# TX



## ROBBIEZ91 (Jul 11, 2012)

Does anyone have any contacts in Texas?? Im looking for people to cover properties in TX. All help would be greatly appreciated. I figured i would ask you guys first since i know your not the Craigslist mom and pop people that we all equally dispise.

-Rob


----------



## ontimepres (Jan 4, 2013)

Rob - the Lone Star State is a big place! Where are you needing help?


----------



## Wannabe (Oct 1, 2012)

Have a friend that covers nearly 1/2 the State. HUD rate minus 20%. Mileage added over 75 mile radius of the different Cities. Problem is I'm 99% sure your playing regional and cant pay going rate.... dunno maybe Im wrong. POST PRICE LIST.


----------



## BPWY (Apr 12, 2012)

Wannabe.................


http://www.youtube.com/watch?v=Hk_-XWpUFmU


----------



## Diallo185 (Dec 15, 2012)

Isnt robbiez91 a AMS employee?


----------



## BPWY (Apr 12, 2012)

Diallo185 said:


> Isnt robbiez91 a AMS employee?





Recruiter




Hence the reason we are hearing crickets.


----------



## ROBBIEZ91 (Jul 11, 2012)

yes I am an ams employee, I am the lead for the vendor management dept so i have a hand in all of the contracted states that we have. And you may hear "crickets" because i cannot sit on this website all day. 

Anything else?


----------



## REO2Rentals (Sep 18, 2012)

Wannabe said:


> Have a friend that covers nearly 1/2 the State. HUD rate minus 20%. Mileage added over 75 mile radius of the different Cities. Problem is I'm 99% sure your playing regional and cant pay going rate.... dunno maybe Im wrong. POST PRICE LIST.





ROBBIEZ91 said:


> yes I am an ams employee, I am the lead for the vendor management dept so i have a hand in all of the contracted states that we have. And you may hear "crickets" because i cannot sit on this website all day.
> 
> Anything else?



POST PRICE LIST WOULD BE NICE:yes:


----------



## REO2Rentals (Sep 18, 2012)

robbiez91 said:


> does anyone have any contacts in texas?? Im looking for people to cover properties in tx. All help would be greatly appreciated. I figured i would ask you guys first since i know your not the craigslist mom and pop people that we all equally dispise.
> 
> -rob



*Going with the real PRO............. It going to CO$T YA!*


----------



## BPWY (Apr 12, 2012)

ROBBIEZ91 said:


> Anything else?







Yes, please tell us again how AMS's peanuts pay is so awesome while what can be made with private customers is not enough.
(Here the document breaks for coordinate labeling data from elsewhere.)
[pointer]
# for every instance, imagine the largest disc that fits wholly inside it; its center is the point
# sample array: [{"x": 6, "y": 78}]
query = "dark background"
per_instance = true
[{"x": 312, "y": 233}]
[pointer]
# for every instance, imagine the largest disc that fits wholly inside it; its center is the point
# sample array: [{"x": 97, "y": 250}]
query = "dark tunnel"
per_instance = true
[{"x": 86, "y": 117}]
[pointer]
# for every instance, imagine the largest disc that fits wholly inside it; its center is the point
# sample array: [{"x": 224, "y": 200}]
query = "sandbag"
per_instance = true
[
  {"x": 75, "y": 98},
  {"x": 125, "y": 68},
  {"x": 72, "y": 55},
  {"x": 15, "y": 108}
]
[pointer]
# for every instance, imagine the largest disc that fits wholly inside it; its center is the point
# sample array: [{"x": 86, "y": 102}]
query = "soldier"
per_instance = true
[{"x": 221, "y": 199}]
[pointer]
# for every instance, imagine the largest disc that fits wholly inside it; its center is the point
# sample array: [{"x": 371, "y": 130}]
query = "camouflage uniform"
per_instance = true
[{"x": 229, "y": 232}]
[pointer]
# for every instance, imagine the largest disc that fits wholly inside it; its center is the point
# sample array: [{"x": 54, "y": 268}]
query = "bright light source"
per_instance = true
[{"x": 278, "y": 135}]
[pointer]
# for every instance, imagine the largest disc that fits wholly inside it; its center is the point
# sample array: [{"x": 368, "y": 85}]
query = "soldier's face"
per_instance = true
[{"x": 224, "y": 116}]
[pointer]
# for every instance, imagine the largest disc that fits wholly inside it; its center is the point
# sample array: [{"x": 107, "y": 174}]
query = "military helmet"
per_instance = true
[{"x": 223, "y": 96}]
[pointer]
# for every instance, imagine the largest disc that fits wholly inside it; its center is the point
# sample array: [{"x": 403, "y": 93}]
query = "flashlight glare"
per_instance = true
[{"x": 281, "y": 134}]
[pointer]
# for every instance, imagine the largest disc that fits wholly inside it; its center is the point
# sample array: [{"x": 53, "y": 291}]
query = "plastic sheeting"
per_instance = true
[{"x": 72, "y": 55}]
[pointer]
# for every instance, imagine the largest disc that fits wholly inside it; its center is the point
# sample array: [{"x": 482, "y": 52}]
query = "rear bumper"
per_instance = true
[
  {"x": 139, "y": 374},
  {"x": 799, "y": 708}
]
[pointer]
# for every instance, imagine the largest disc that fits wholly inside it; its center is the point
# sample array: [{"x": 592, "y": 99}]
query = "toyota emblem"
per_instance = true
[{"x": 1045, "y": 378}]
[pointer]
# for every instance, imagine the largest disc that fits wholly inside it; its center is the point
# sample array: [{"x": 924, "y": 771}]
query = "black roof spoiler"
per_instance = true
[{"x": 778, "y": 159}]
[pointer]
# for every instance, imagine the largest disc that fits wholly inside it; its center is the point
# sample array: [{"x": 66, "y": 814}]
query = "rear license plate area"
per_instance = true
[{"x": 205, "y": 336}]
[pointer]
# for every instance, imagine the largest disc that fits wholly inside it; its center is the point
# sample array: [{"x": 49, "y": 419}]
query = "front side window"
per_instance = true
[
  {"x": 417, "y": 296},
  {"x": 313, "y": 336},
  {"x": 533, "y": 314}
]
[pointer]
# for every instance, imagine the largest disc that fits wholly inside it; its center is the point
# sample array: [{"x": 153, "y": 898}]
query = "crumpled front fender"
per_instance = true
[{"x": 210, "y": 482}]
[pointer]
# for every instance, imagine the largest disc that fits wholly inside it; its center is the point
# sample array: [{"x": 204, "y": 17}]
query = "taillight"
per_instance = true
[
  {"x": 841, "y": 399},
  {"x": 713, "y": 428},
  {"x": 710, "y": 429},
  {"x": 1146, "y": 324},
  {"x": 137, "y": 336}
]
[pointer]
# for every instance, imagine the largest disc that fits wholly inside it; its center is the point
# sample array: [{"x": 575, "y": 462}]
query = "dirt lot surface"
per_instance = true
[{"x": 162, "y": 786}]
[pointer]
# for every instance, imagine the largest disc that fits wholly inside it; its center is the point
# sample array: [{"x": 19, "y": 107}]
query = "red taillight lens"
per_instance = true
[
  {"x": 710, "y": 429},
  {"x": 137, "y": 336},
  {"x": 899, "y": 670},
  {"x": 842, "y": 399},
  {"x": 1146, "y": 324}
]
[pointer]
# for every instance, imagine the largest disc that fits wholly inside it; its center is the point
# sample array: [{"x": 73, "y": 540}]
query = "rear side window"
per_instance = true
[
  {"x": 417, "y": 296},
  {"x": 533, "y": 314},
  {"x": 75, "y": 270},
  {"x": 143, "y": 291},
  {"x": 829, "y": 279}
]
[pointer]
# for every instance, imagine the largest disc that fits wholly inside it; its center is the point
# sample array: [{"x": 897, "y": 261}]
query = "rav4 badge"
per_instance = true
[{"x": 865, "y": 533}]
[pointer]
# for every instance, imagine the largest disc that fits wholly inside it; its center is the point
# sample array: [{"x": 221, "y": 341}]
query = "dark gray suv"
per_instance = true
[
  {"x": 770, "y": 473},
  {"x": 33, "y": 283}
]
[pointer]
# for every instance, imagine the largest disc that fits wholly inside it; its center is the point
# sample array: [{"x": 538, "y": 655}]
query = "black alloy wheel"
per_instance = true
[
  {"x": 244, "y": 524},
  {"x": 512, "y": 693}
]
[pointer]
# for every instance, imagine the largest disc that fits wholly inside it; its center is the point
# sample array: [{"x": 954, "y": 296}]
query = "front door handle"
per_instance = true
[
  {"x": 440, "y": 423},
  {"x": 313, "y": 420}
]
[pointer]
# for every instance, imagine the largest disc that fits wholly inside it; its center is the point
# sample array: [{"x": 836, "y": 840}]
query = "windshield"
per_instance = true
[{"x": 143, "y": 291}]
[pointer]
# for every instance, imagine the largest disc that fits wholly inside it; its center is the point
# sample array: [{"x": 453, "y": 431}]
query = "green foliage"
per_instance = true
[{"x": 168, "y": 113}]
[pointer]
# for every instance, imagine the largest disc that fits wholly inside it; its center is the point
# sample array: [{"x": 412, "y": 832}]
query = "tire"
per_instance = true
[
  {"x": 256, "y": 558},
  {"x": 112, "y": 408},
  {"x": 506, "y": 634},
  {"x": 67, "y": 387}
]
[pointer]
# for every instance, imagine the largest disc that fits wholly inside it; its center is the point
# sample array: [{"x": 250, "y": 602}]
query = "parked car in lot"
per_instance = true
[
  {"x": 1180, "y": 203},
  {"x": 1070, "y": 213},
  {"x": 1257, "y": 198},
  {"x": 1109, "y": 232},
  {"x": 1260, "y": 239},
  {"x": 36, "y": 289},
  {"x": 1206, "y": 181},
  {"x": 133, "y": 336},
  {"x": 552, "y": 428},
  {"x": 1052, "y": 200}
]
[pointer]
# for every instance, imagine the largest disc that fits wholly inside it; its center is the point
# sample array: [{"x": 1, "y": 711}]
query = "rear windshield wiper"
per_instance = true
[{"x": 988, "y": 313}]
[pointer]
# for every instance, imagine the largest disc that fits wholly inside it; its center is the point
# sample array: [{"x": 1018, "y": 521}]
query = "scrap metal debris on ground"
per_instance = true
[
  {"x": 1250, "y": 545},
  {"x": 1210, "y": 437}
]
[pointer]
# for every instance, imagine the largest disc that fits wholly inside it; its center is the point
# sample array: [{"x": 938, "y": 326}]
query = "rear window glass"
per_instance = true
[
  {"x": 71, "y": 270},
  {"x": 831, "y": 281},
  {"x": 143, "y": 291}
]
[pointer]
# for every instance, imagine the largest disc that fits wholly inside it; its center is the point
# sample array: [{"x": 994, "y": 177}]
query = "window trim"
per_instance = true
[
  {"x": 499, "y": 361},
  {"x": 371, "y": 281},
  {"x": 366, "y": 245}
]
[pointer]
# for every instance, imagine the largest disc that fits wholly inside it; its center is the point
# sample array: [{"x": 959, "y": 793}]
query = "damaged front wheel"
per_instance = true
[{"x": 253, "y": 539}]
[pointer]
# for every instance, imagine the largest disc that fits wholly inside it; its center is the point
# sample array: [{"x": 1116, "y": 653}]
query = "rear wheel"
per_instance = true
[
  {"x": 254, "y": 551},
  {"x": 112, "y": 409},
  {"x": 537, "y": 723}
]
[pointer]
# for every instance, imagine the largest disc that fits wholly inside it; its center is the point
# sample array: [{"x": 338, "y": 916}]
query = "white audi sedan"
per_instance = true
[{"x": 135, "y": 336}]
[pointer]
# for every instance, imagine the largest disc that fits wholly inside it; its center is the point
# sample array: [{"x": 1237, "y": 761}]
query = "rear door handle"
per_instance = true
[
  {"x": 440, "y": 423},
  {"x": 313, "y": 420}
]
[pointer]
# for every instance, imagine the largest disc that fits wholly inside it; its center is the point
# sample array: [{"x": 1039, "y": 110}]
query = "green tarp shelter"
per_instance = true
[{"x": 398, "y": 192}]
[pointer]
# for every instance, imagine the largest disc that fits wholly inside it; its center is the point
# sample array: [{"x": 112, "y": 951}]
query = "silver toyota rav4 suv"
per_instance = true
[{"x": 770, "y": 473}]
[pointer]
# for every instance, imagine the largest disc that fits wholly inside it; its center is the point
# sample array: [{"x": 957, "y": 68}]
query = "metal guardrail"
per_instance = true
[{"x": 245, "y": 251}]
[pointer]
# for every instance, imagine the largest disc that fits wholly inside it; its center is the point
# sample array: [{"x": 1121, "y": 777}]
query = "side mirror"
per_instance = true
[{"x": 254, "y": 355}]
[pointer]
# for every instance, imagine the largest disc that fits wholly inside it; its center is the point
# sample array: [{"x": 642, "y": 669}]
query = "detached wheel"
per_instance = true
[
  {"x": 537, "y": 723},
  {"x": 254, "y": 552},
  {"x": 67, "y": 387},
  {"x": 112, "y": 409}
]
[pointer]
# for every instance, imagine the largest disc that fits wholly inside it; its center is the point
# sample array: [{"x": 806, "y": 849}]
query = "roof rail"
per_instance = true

Some of us remember well when you did that once. We could all use the humor of it happening twice.

You not addressing the pay issue mentioned by Wannabe is why the crickets comment was made.


----------



## P3+ (Aug 16, 2012)

Robbie, your the "lead man" in the vendor management department? What happened to Dan J. ( I am selectively not typing his full name)?


----------



## ROBBIEZ91 (Jul 11, 2012)

P3+ said:


> Robbie, your the "lead man" in the vendor management department? What happened to Dan J. ( I am selectively not typing his full name)?


not sure who you are referring to, There is my manager which is bill, but that is it.. i work on our largest states and help with others.


----------



## thanohano44 (Aug 5, 2012)

ROBBIEZ91 said:


> not sure who you are referring to, There is my manager which is bill, but that is it.. i work on our largest states and help with others.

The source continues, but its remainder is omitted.